The rain forced the organizers to close the gate and the airport of Black Rock City, the temporary metropolis that hosts the festival, and to issue a shelter-in-place order for the 70,000 attendees. The organizers also advised the participants to conserve food, water and fuel, as they do not know when the roads will be dry enough for vehicles to navigate safely.
Some attendees tried to hike out of the site on foot, carrying their belongings and braving the slippery mud and cold weather. Others stayed at their camps, hoping for the sun to return and dry the ground. Many expressed their frustration and disappointment on social media, as they missed their flights, work or other commitments.
The festival also witnessed a death on Saturday, which is under investigation by the local authorities.
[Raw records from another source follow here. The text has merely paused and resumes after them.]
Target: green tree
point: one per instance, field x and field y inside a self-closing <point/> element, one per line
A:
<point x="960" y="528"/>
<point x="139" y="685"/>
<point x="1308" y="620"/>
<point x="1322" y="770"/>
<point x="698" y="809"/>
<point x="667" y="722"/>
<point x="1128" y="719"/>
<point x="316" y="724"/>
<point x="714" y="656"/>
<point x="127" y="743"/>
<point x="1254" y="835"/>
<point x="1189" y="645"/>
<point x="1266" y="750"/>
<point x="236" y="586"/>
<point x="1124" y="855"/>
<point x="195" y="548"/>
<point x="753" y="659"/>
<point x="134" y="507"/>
The cause of death has not been disclosed yet, but it is not believed to be related to the weather conditions.
Burning Man is an annual event that celebrates art, music and self-expression in a remote area of northwest Nevada. The festival is known for its elaborate installations, costumes and performances, as well as its principles of radical inclusion, self-reliance and leave no trace.
The organizers said they are working with the Bureau of Land Management and other agencies to monitor the situation and reopen the roads as soon as possible. They also thanked the attendees for their patience and cooperation.